Dell Wyse Thin Client Vulnerabilities Could Allow Device Takeover

Highly critical vulnerabilities existed in Dell Wyse Thin client devices. As discovered, exploiting these bugs could let an adversary take over target devices.

Dell Wyse Thin Client Vulnerabilities

Researchers from CyberMDX found highly critical vulnerabilities in Dell Wyse Thin client devices. Specifically, they found two different vulnerabilities in the devices that could allow an attacker to take control of target devices.

These two vulnerabilities, CVE-2020-29491 and CVE-2020-29492, earned a critical severity rating with a score of 10 – the highest.

Dell Wyse Thin clients are basically small devices that facilitate establishing remote connections with other hardware, including the more resourceful ones. In this way, the devices help in system maintenance with reduced cost and power requirements.

Regarding the vulnerabilities, the researchers observed that the configuration file important for establishing remote connections was not secure. As stated,

When a Dell Wyse device connects to the FTP server it searches for an INI file in the form of “{username}.ini” where {username} is replaced with the username used by the terminal.
If this INI file exists, it loads the configuration from it. As noted, this file is writable, so it can be created and manipulated by an attacker to control the configuration received by a specific user.

Elaborating their findings in a post, they stated that the vulnerabilities affected all Dell Wyse Thin Clients running ThinOS versions 8.6 and earlier.

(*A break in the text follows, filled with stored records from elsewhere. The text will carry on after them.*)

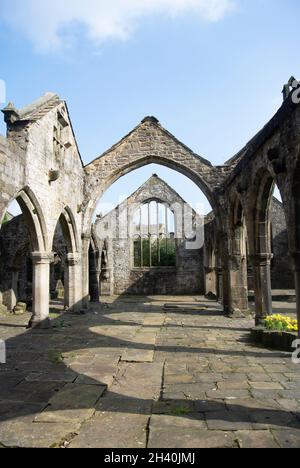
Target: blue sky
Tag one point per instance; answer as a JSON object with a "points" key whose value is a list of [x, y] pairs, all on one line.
{"points": [[211, 71]]}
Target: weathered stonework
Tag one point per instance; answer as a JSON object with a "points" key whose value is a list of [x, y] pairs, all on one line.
{"points": [[184, 278], [40, 166]]}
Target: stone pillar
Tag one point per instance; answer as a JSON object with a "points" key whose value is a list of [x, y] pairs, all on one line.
{"points": [[226, 290], [73, 284], [210, 280], [41, 289], [262, 286], [86, 240], [219, 284], [296, 257], [238, 284], [94, 277], [13, 293]]}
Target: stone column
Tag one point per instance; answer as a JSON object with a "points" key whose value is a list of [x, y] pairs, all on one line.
{"points": [[238, 284], [226, 290], [210, 280], [41, 289], [219, 275], [262, 286], [94, 277], [296, 258], [14, 290], [73, 284], [86, 240]]}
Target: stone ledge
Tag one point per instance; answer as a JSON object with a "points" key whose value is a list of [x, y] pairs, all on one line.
{"points": [[281, 341]]}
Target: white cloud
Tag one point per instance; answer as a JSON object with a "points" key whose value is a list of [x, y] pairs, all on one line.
{"points": [[43, 20]]}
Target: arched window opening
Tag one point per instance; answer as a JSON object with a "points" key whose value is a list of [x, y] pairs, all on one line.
{"points": [[154, 236]]}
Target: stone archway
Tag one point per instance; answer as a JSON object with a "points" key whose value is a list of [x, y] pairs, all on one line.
{"points": [[38, 240], [148, 143]]}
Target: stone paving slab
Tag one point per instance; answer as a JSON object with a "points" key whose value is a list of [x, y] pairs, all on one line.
{"points": [[132, 374]]}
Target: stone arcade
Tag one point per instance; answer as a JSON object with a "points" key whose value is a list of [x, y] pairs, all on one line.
{"points": [[41, 168]]}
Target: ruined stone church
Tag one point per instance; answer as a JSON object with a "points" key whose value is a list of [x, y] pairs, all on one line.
{"points": [[56, 248]]}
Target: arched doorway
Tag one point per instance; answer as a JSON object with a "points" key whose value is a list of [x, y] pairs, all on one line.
{"points": [[32, 216]]}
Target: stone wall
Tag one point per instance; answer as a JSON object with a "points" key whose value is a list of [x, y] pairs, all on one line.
{"points": [[188, 275], [282, 273]]}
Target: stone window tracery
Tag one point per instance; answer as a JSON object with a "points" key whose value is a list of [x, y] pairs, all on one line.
{"points": [[154, 243]]}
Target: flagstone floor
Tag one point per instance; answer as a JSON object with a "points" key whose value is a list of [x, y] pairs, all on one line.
{"points": [[156, 372]]}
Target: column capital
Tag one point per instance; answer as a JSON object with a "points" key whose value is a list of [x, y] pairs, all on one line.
{"points": [[42, 258], [86, 236], [73, 259], [262, 259], [296, 258], [209, 269]]}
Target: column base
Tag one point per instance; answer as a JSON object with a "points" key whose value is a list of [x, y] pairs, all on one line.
{"points": [[42, 324]]}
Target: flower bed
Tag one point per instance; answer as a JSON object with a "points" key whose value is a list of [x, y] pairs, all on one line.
{"points": [[278, 332]]}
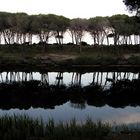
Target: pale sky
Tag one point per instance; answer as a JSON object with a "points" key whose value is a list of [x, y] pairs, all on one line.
{"points": [[68, 8]]}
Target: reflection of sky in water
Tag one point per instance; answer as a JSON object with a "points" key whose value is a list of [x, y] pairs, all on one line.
{"points": [[87, 78], [65, 113]]}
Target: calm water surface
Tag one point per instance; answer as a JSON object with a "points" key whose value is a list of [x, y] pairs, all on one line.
{"points": [[69, 110]]}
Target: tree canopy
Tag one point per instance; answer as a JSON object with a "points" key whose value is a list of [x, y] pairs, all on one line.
{"points": [[133, 5], [20, 28]]}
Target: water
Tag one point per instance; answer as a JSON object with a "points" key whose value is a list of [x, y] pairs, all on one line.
{"points": [[65, 108]]}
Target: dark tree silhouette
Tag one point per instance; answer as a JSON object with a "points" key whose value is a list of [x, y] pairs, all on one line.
{"points": [[133, 5]]}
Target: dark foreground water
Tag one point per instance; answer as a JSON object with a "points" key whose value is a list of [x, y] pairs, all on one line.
{"points": [[108, 101]]}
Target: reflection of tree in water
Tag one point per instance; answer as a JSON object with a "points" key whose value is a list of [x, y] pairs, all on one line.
{"points": [[78, 105], [19, 89]]}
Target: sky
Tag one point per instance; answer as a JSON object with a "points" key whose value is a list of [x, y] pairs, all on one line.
{"points": [[68, 8]]}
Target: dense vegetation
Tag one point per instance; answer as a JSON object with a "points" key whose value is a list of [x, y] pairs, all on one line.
{"points": [[19, 28], [25, 128]]}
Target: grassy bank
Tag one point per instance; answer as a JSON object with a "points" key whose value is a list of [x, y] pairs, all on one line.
{"points": [[35, 56], [25, 128]]}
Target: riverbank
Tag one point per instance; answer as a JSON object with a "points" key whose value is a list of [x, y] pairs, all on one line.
{"points": [[68, 58], [26, 128]]}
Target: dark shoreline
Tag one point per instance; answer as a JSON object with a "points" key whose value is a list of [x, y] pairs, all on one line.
{"points": [[49, 67]]}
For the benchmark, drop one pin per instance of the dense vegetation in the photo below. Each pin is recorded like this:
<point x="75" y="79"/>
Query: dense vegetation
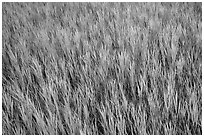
<point x="102" y="68"/>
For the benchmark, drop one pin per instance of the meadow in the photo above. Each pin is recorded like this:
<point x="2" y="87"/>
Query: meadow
<point x="101" y="68"/>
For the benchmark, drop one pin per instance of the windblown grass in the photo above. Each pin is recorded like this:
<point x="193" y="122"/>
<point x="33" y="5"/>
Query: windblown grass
<point x="102" y="68"/>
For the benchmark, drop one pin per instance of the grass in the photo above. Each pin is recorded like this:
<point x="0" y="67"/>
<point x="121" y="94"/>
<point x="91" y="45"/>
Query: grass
<point x="101" y="68"/>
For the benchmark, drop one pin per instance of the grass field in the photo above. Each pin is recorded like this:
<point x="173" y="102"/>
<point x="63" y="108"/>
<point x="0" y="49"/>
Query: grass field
<point x="101" y="68"/>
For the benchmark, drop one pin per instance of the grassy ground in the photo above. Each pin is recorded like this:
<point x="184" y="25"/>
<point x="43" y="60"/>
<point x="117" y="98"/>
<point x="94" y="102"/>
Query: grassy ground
<point x="102" y="68"/>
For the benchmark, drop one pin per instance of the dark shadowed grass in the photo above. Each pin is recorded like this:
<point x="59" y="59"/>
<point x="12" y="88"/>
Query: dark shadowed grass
<point x="102" y="68"/>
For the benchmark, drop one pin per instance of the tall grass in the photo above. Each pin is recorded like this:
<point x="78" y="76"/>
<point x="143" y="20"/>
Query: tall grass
<point x="102" y="68"/>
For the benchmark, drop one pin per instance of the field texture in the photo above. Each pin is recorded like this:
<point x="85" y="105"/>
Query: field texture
<point x="101" y="68"/>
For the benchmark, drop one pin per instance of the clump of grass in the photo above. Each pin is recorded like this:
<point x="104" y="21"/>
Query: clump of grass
<point x="102" y="68"/>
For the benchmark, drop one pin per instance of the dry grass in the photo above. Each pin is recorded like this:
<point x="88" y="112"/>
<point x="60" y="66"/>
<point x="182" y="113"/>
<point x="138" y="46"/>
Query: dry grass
<point x="102" y="68"/>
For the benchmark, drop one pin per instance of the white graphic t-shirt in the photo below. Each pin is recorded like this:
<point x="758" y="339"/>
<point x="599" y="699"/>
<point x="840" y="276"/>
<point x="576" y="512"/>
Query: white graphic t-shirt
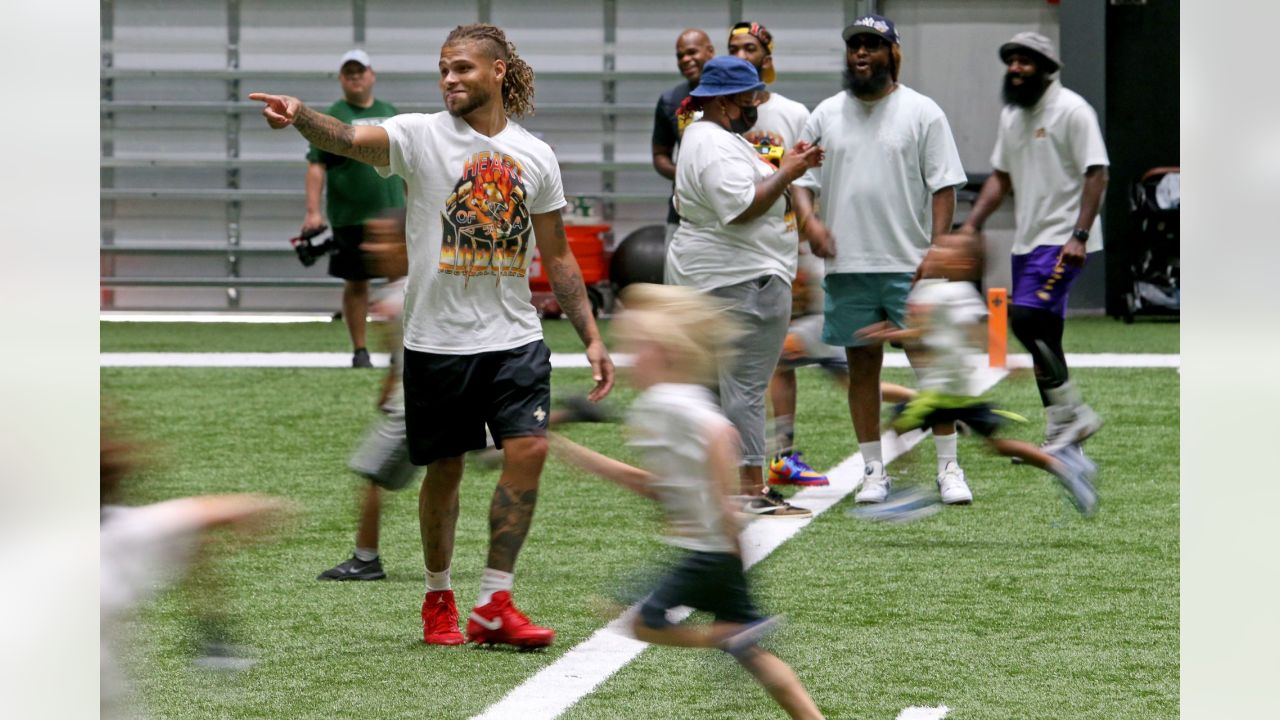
<point x="777" y="128"/>
<point x="1046" y="150"/>
<point x="470" y="206"/>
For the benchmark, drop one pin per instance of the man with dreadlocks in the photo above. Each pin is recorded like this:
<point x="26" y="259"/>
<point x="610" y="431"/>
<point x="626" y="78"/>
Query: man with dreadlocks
<point x="480" y="188"/>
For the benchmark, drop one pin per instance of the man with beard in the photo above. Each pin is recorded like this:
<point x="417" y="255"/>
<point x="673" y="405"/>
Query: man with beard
<point x="693" y="49"/>
<point x="481" y="190"/>
<point x="887" y="190"/>
<point x="1050" y="149"/>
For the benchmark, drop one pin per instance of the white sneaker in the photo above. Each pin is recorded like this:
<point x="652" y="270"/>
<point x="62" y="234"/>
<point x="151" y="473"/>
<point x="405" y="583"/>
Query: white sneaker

Regarding the possible exploitation scenarios, the researchers explained,

The INI files contain a long list of configurable parameters… Reading or altering those parameters opens the door to a variety of attack scenarios. Configuring and enabling VNC for full remote control, leaking remote desktop credentials, and manipulating DNS results are some of the scenarios to be aware of.

Dell Patched The Flaws

Upon finding the bugs, the researchers reported the matter to Dell. Following their report, Dell patched the vulnerabilities and explained mitigations for the users in their advisory. These include updating the vulnerable devices as well as securing the file server environment with HTTPS.